Discovering the Four Noble Truths
In this lesson, we’ll learn about the four noble truths, which are the foundation of the Buddhist teachings. We’ll investigate the causes of suffering and the many ways that suffering manifests in ourselves and the world around us. How does an understanding of suffering relate to the possibility of freedom from suffering? Finally, we’ll receive an overview of the five paths to liberation.
Working with Obstacles
What habitual patterns arise to interfere with our quest of becoming a more dharmic person? As it turns out, there are Buddhist teachings to address nearly all of them, which help turn our obstacles into fodder for the path. In this lesson, we’ll identify the most common obstacles to taming the mind, as well as their antidotes. You’ll have a chance to get in touch with the difficulties of your own practice and explore ways of working with them.
Making a Commitment
This week we’ll explore the notion of taking refuge in the three jewels of the Buddha, the Dharma, and the sangha—the formal entry point of becoming a Buddhist.

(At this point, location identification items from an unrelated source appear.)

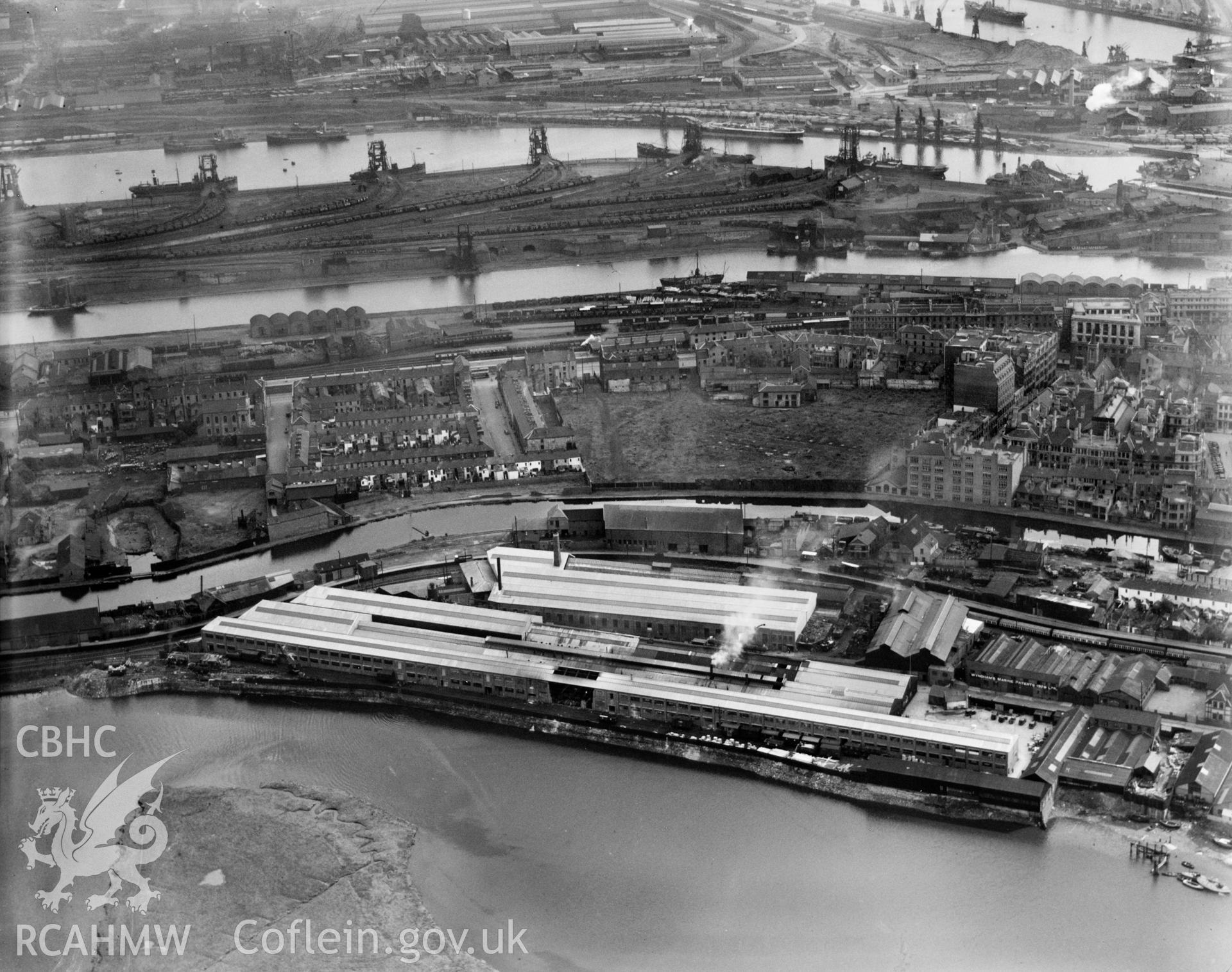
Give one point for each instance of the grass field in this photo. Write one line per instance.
(684, 435)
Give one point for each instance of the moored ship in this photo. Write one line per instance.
(755, 130)
(222, 139)
(379, 163)
(993, 14)
(206, 178)
(649, 151)
(58, 297)
(1170, 17)
(302, 133)
(694, 280)
(890, 164)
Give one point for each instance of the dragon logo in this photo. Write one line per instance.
(119, 834)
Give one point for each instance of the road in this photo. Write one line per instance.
(492, 416)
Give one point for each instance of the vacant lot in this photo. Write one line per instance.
(210, 520)
(684, 435)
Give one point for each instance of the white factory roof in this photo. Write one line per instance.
(425, 614)
(536, 583)
(297, 626)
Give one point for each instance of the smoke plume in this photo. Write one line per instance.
(737, 633)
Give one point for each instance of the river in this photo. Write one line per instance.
(461, 520)
(49, 180)
(112, 322)
(1065, 28)
(616, 863)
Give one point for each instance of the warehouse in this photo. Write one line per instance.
(660, 606)
(353, 644)
(668, 529)
(920, 630)
(1060, 673)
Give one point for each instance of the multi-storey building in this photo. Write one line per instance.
(1099, 328)
(1034, 354)
(963, 473)
(985, 381)
(1205, 307)
(921, 339)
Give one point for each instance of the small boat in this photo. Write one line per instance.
(1211, 885)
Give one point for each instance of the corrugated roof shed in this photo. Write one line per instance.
(536, 583)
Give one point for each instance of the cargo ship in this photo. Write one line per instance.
(993, 14)
(306, 133)
(206, 179)
(649, 151)
(755, 130)
(694, 280)
(886, 163)
(379, 162)
(60, 298)
(222, 139)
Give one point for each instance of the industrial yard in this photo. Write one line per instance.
(566, 396)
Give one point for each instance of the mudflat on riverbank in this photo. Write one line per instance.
(262, 860)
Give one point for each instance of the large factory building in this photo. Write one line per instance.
(654, 606)
(509, 660)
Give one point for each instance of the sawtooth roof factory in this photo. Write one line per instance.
(658, 605)
(510, 660)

We’ll also discuss the difference between theism and nontheism as they pertain to being a Buddhist.
Deepening Your Practice
In this lesson, we’ll become more subtle and refined in our meditation practice by contemplating the four foundations of mindfulness and connecting with the concept of “touch and go.” We will look at the different ways we watch ourselves in meditation and will discuss how we can apply effort in our practice without getting caught in a battle mentality.
What happens when the mind is settled in shamatha practice? In this lesson, we’ll experiment with extending our awareness into the practice of vipashyana, or clear seeing. We’ll go through the three stages of vipashyana and explore the notion of “sacred world.”
Cutting Through with Prajna
Prajna—what we define as “best insight” or “superior knowing”—comes into play as we sharpen our intelligence along the path. In this lesson we’ll discuss ego, egolessness, and how to distinguish between the two.
A Hint of Mahayana
In this final module of the course, we’ll get a glimpse of how the hinayana transitions into a broader path—the mahayana, or the path of the bodhisattva.